Linda, I don't see why it wouldn't be good for Bella. Of all the people that use this, I've never heard any warnings on feeding it regularly. I do it every day when I need to. When we went to New Mexico for 2+ weeks, Hillary did get it every day. Piaget only got a nibble because he doesn't need it, but I didn't want him acting like a monster when he knew she was getting it. She would get a huge chunk and he'd get a sliver. 

Kara, I think the name comes from the shiny look of all the oil and fat in the meat if you roll them up! I'm not sure about that though. The original recipe came from somewhere that uses the metric system. Everything was originally in grams and other measurements. It took me a while to find the recipe converted, but I later found that many people already had done their own conversions. Most recipes just say "1 jar", "1 box", etc. Anyway, all that to say that Satin may have a totally different meaning from wherever it originated.


----------



## havanesebyha

Thank you Kimberly ~ just found this and I know I asked you what Satin Balls were.
I'll stash it away for later use.


----------



## lfung5

Thanks Kimberly!


----------



## lfung5

Ok, I made the satin balls tonight and Bella ate them! She still prefers the Natural Balance roll. I plan on feeding the satin balls mixed with K9RX, Natural Balance roll, Natures Variety freeze dried, egg and salmon oil daily. I hope this will be ok for her everyday.
I had to cook the satin balls to get her to eat them. Is that ok?


----------



## Havtahava

Yes, several people cook them first. Some just lightly brown them and others cook them through.

What is _wrong_ with Bella?! I thought all dogs would eat raw if they had the chance!!! LOL


----------



## lfung5

Bella has eaten satin balls for 2 days now and is almost 7lbs! I hope to get at LEAST 1 more pound on her.


----------



## Laurief

:whoo::whoo: Bella, we wont recognize you!!:whoo::whoo:


----------



## Callalilly

I finally got around to making the satin ball recipe, put a little in Callie's bowl to see if she liked it (Cuz I thought it looked NASTY!) and she L-O-V-E-D it! I've never seen her eat anything like that before! She was ravenous like a little wild/purebreed beast. I gave her just a little ball last night with kibble and another ball with kibble this morning and she ate all of it AND licked the bowl clean LOL. I'm excited to see her put on some weight finally. Should I feed it to her at both of her feedings or just once a day?

Thanks,
Lisa


----------



## lfung5

The satin balls are Bella primary diet. I also add K-9 RX to it. That's a supplement recommended by Kara.


----------



## Laurief

Is she finally gaining weight Linda?


----------



## Posh's Mom

I made this satin ball recipe for my dane when he looked like he needed the bulk. He loved them.

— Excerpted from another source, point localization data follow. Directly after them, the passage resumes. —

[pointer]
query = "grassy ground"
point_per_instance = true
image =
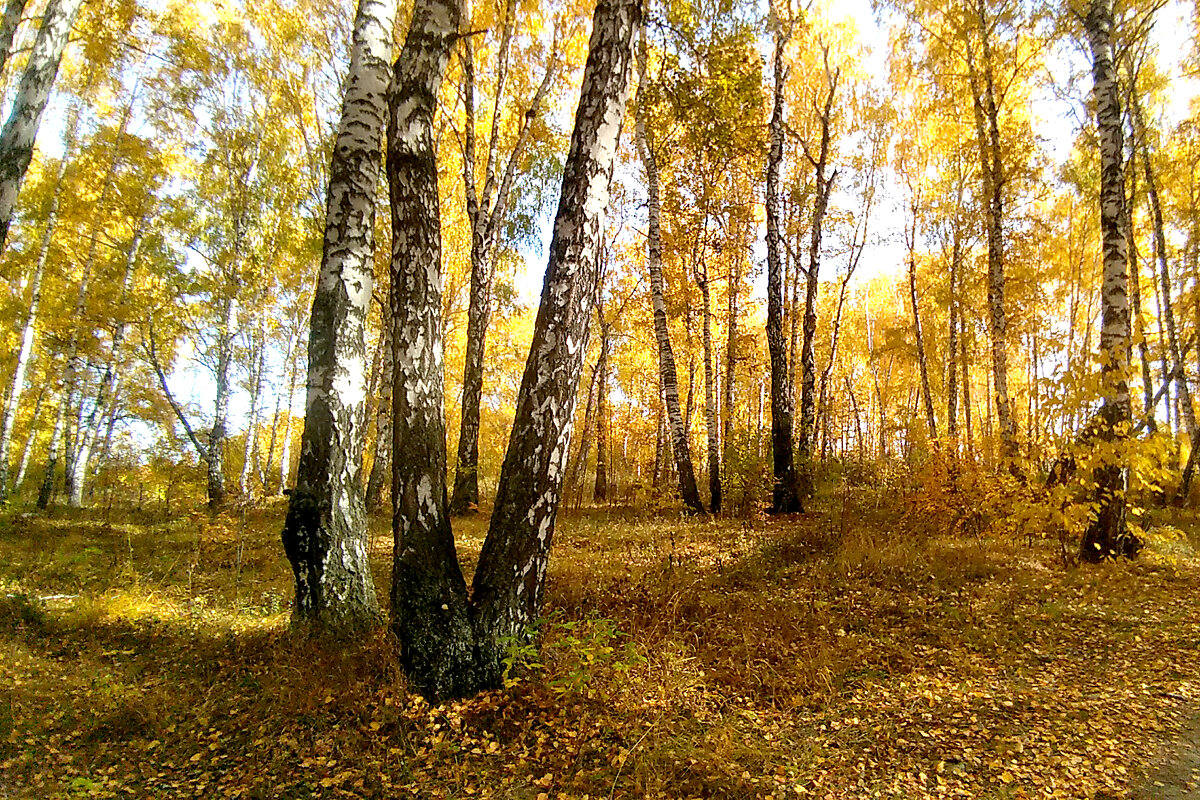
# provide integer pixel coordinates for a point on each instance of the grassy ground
(840, 654)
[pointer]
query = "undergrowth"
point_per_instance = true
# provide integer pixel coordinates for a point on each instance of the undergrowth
(904, 641)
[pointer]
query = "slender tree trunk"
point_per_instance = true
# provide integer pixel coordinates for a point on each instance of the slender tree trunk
(28, 450)
(381, 467)
(1108, 535)
(731, 355)
(987, 116)
(286, 445)
(324, 534)
(1164, 278)
(486, 211)
(509, 584)
(250, 446)
(714, 449)
(90, 427)
(19, 132)
(808, 349)
(1139, 328)
(29, 331)
(952, 341)
(576, 479)
(600, 488)
(667, 374)
(215, 447)
(966, 382)
(786, 492)
(922, 361)
(9, 23)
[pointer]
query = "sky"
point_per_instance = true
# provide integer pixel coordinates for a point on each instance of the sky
(1060, 121)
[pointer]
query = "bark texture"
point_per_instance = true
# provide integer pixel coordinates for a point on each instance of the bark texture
(1108, 535)
(21, 130)
(667, 372)
(430, 613)
(29, 330)
(9, 24)
(89, 429)
(324, 534)
(991, 170)
(486, 211)
(510, 579)
(786, 494)
(823, 187)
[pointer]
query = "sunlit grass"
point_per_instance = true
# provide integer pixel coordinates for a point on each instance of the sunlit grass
(834, 654)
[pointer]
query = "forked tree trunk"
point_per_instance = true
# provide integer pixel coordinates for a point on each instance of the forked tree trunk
(1108, 535)
(714, 449)
(667, 373)
(429, 594)
(600, 487)
(21, 130)
(786, 493)
(509, 584)
(324, 534)
(451, 647)
(9, 24)
(486, 211)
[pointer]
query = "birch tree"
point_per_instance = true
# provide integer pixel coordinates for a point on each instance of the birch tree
(21, 130)
(324, 534)
(669, 376)
(487, 205)
(786, 492)
(454, 647)
(1108, 535)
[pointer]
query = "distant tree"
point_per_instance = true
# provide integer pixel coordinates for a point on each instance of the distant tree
(19, 132)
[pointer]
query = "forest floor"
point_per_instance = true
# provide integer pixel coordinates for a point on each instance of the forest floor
(853, 651)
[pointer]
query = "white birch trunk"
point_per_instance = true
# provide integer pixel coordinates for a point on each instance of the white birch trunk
(1108, 535)
(21, 130)
(324, 534)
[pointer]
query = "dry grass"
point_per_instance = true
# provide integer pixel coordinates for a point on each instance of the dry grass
(835, 654)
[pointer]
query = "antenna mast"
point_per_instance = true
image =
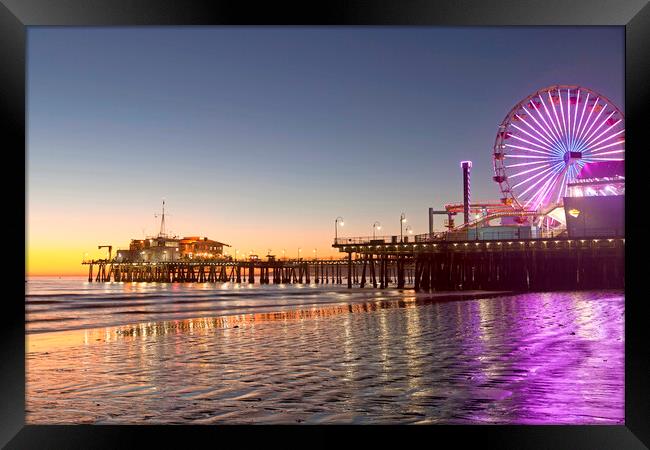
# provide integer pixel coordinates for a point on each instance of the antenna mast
(162, 222)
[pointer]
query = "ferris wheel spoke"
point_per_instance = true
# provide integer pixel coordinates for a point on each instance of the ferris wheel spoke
(547, 136)
(555, 172)
(550, 130)
(607, 159)
(542, 172)
(546, 142)
(611, 152)
(594, 150)
(539, 196)
(603, 122)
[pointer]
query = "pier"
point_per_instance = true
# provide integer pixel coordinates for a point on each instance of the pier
(429, 263)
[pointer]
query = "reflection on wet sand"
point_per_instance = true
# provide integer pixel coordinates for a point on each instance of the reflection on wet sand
(530, 358)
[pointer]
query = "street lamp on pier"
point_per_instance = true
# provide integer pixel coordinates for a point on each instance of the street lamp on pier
(375, 226)
(336, 227)
(402, 220)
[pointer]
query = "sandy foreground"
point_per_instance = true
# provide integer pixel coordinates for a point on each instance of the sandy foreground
(555, 358)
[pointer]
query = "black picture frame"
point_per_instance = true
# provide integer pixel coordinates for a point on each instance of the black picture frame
(634, 15)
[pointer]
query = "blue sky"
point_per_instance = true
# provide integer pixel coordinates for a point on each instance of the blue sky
(251, 133)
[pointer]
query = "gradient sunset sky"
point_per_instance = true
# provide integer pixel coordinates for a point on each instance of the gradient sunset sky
(261, 137)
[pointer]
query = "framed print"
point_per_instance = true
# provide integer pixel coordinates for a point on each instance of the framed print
(350, 214)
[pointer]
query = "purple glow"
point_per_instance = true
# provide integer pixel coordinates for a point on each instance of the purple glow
(546, 127)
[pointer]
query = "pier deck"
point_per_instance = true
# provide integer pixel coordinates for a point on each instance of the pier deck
(428, 263)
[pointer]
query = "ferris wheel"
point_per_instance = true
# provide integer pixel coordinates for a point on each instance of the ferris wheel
(546, 139)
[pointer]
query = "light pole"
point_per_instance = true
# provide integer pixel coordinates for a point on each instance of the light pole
(377, 226)
(336, 227)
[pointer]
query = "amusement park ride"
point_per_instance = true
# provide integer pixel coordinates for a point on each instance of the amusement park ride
(541, 148)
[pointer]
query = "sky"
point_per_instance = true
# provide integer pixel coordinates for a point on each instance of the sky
(260, 137)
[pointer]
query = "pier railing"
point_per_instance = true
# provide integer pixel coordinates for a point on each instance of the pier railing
(373, 240)
(478, 235)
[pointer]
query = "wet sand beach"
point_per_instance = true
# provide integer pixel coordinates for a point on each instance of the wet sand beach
(552, 358)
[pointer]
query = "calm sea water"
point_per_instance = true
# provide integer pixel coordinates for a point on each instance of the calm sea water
(223, 353)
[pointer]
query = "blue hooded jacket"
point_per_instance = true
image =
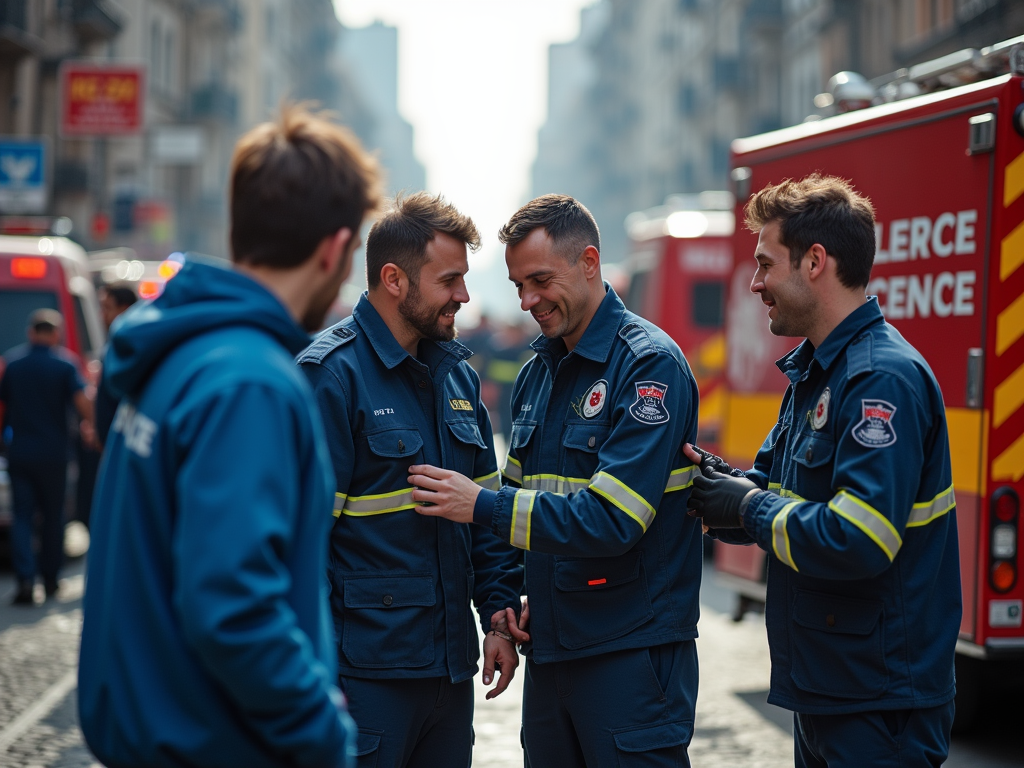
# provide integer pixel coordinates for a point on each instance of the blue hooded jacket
(207, 637)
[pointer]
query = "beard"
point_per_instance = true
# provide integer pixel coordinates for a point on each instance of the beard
(426, 320)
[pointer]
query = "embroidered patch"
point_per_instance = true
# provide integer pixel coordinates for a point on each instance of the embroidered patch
(649, 408)
(593, 401)
(820, 415)
(876, 428)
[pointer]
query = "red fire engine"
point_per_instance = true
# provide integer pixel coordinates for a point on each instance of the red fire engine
(945, 172)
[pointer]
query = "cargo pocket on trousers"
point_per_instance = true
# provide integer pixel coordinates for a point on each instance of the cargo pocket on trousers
(838, 646)
(600, 598)
(659, 745)
(389, 622)
(367, 748)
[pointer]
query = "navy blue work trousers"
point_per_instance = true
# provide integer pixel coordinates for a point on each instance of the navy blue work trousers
(894, 738)
(412, 723)
(622, 709)
(38, 486)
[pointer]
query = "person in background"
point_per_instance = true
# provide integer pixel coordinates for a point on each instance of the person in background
(206, 639)
(41, 383)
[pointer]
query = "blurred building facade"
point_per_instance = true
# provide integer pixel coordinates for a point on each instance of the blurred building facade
(646, 101)
(212, 70)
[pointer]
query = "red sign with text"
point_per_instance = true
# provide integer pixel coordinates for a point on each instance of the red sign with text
(100, 99)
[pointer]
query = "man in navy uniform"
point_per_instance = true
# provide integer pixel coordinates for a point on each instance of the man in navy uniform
(851, 495)
(394, 389)
(596, 494)
(40, 385)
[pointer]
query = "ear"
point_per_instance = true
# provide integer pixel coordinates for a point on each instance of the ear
(815, 260)
(591, 259)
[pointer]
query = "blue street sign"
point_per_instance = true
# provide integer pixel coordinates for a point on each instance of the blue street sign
(23, 174)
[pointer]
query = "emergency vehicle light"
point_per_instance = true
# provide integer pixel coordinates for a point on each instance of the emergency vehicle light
(28, 267)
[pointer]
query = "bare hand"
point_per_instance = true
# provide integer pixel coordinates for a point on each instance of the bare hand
(452, 495)
(501, 654)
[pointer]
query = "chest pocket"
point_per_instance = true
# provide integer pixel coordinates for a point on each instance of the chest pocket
(812, 462)
(467, 440)
(581, 443)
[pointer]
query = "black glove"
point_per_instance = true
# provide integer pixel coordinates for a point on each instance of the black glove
(720, 500)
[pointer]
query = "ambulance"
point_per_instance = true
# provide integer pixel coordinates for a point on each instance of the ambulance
(678, 266)
(945, 172)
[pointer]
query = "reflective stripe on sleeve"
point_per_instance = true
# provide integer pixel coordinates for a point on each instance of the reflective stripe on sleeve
(682, 478)
(491, 482)
(522, 511)
(869, 520)
(378, 504)
(624, 498)
(925, 512)
(512, 471)
(780, 537)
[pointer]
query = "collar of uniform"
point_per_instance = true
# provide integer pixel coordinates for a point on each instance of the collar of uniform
(796, 364)
(595, 344)
(388, 348)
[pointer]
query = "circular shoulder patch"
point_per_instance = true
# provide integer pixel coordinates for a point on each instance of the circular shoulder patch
(593, 401)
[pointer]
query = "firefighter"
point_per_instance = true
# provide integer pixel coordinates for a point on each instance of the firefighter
(394, 389)
(597, 488)
(851, 495)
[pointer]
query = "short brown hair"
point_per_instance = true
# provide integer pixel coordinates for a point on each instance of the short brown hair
(400, 236)
(294, 182)
(820, 209)
(566, 220)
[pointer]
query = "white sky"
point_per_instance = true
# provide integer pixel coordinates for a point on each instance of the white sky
(473, 82)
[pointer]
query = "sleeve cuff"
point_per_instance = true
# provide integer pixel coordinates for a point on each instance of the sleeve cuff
(483, 510)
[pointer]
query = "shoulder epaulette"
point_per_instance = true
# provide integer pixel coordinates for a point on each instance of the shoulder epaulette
(639, 340)
(326, 343)
(858, 356)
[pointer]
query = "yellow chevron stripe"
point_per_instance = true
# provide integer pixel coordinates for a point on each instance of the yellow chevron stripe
(1010, 323)
(1013, 180)
(1012, 252)
(1010, 464)
(1009, 396)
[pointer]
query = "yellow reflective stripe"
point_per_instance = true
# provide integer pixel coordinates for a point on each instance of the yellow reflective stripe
(379, 504)
(869, 520)
(491, 482)
(681, 478)
(780, 537)
(522, 512)
(555, 483)
(513, 470)
(623, 497)
(339, 503)
(925, 512)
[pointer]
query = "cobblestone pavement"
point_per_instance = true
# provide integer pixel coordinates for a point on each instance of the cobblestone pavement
(734, 725)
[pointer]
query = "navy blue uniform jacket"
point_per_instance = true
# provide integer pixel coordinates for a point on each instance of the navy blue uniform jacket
(401, 583)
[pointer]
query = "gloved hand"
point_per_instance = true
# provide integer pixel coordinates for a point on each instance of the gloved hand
(720, 500)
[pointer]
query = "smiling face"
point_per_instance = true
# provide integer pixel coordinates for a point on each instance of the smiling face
(433, 298)
(551, 289)
(782, 288)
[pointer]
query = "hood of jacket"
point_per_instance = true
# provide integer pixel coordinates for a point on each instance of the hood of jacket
(202, 297)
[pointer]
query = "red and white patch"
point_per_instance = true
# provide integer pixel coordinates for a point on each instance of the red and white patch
(593, 401)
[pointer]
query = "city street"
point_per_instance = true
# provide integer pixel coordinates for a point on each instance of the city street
(734, 725)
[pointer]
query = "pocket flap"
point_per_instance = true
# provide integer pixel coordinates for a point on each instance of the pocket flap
(467, 431)
(389, 592)
(654, 736)
(814, 450)
(844, 615)
(367, 742)
(394, 443)
(596, 572)
(521, 432)
(587, 437)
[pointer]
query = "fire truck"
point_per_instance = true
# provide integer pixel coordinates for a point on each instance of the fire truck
(945, 172)
(678, 266)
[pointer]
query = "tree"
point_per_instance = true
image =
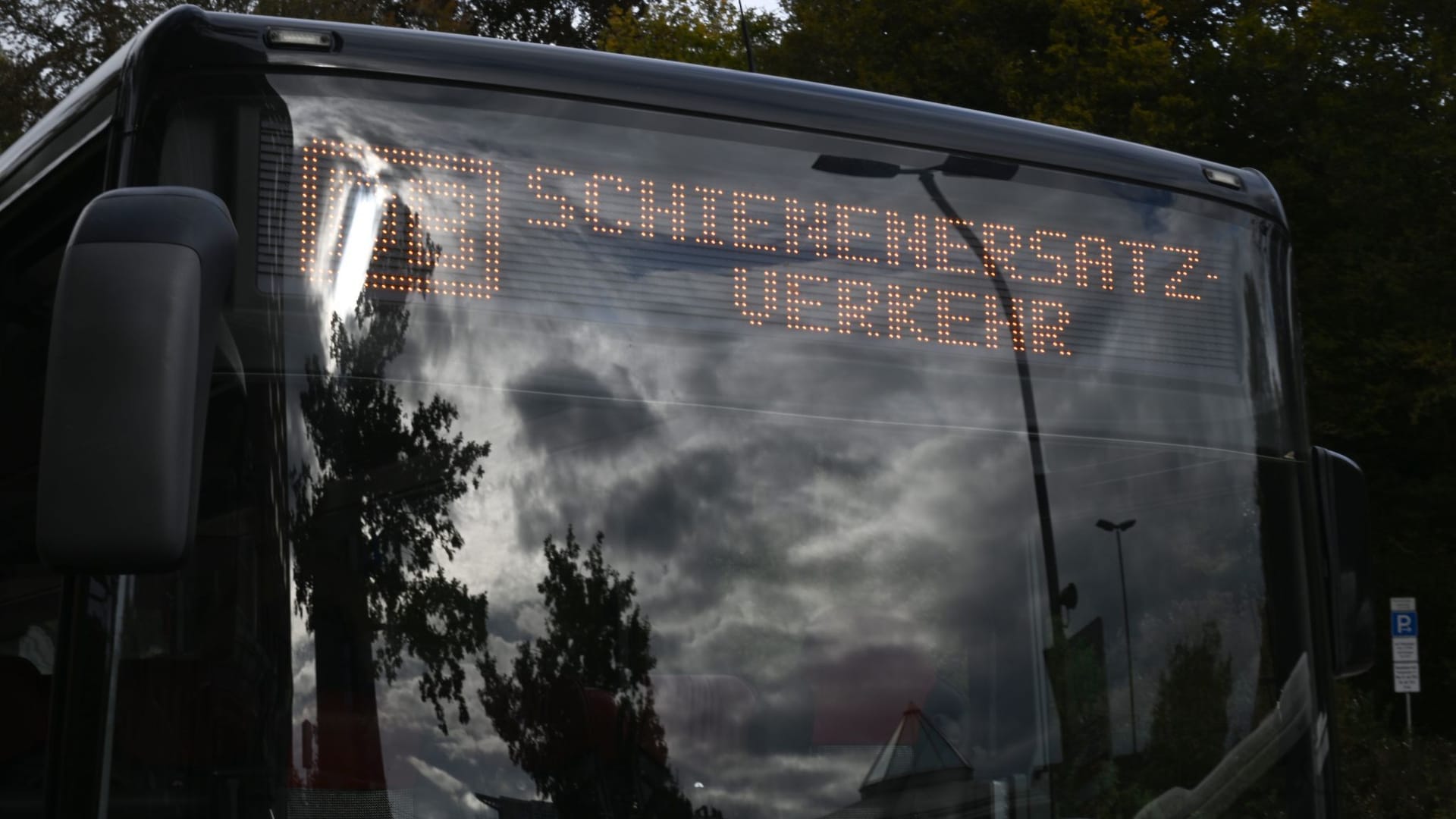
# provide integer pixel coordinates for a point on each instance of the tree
(49, 47)
(372, 522)
(689, 31)
(577, 708)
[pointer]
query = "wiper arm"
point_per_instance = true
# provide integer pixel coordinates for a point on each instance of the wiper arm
(1250, 760)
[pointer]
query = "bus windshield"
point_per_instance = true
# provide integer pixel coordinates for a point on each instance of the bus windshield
(635, 464)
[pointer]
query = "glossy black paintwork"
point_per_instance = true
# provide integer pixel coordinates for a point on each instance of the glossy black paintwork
(188, 38)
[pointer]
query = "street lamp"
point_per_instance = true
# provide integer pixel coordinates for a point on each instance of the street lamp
(1128, 627)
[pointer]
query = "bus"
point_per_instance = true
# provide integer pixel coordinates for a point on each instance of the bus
(411, 425)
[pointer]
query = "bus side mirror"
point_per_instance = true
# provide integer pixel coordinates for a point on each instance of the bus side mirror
(1341, 494)
(127, 381)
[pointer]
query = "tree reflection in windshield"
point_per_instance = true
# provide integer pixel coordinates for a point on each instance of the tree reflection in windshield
(577, 707)
(372, 531)
(372, 519)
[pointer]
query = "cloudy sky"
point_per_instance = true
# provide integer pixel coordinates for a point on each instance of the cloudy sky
(824, 521)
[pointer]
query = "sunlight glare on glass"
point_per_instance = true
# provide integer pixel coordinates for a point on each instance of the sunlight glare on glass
(359, 245)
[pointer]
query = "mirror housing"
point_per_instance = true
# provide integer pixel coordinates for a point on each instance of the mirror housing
(1341, 494)
(133, 333)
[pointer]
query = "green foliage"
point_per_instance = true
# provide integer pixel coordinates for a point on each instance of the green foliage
(1391, 776)
(707, 33)
(1191, 713)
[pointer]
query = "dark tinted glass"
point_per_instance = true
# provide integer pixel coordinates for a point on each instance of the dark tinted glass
(613, 463)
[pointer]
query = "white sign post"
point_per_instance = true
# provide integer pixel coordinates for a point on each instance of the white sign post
(1405, 654)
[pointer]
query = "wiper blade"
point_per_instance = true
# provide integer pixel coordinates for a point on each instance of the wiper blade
(1250, 760)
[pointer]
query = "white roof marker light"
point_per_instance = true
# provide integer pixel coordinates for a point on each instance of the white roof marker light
(300, 38)
(1223, 178)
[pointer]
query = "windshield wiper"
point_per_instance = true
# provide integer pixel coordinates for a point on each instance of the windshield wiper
(1250, 760)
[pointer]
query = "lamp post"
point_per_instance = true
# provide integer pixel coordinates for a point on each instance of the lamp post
(1128, 627)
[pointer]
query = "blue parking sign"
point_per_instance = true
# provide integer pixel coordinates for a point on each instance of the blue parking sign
(1404, 624)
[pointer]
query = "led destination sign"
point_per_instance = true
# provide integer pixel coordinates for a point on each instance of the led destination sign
(764, 257)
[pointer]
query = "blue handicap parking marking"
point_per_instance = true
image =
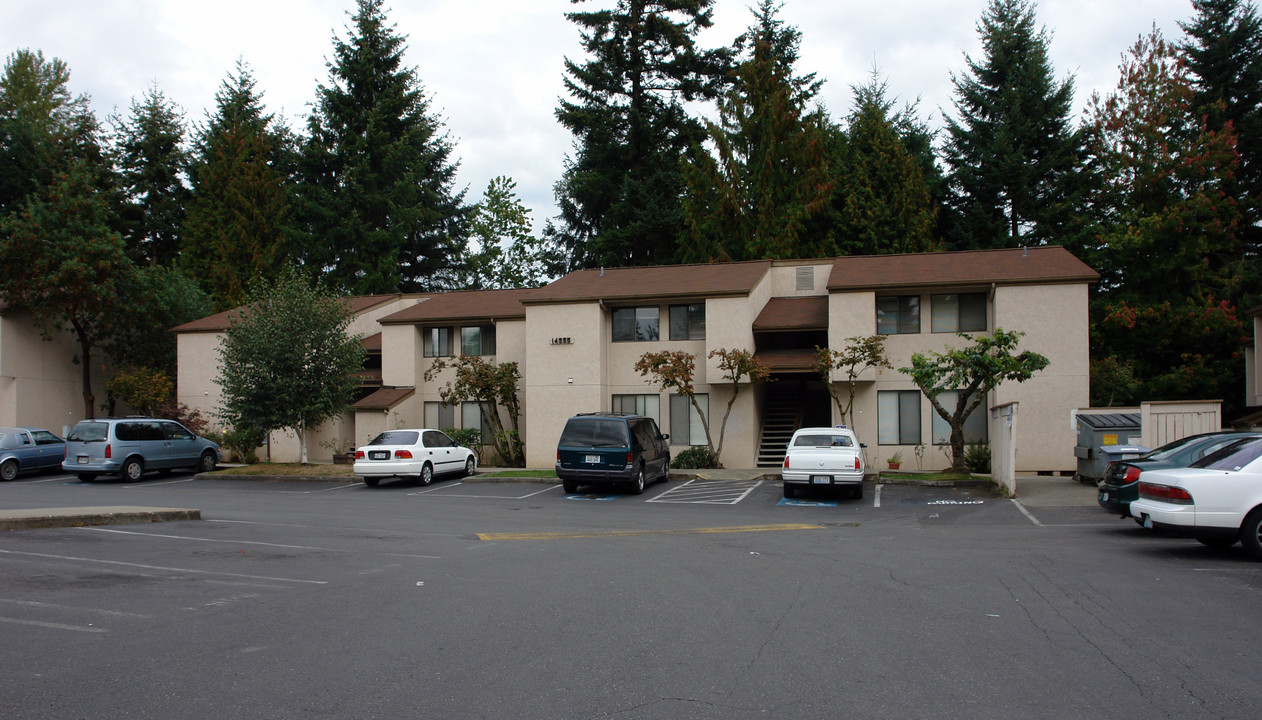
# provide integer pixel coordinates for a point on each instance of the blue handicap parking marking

I have to admit it was truly an act of love from me, as I am a vegetarian, living in a total vegetarian household (except for Miss Posh), and buying meat and using my hands to form little "meatballs" was a pretty disgusting experience.

Ah, for the love of dogs...


----------



## Laurief

I agree that we do a lot of things for our pups, that we would never ever imagine - that is why a nice big box of surgical gloves come in handy!!!


----------



## lfung5

Laurief said:


> Is she finally gaining weight Linda?


I think she gained a half pound, but I'll take it!


----------



## Me&2Girls

*MeMe gained almost a pound*

I'm so excited - I thought they weren't working but finally after four solid weeks of feeding Satin balls, I'm happy to report that MeMe has gained 14 ounces - and weighed in today at almost 8 lbs. She went back to her regular high calorie kibble (EVO) and canned duck tonight and ate it all up. So at least I haven't created a monster. I'm going to keep a close watch on her weight though and add them right back if she doesn't continue to gain. I think she also grew about 1/4" - 3/8" so I'm very happy.


----------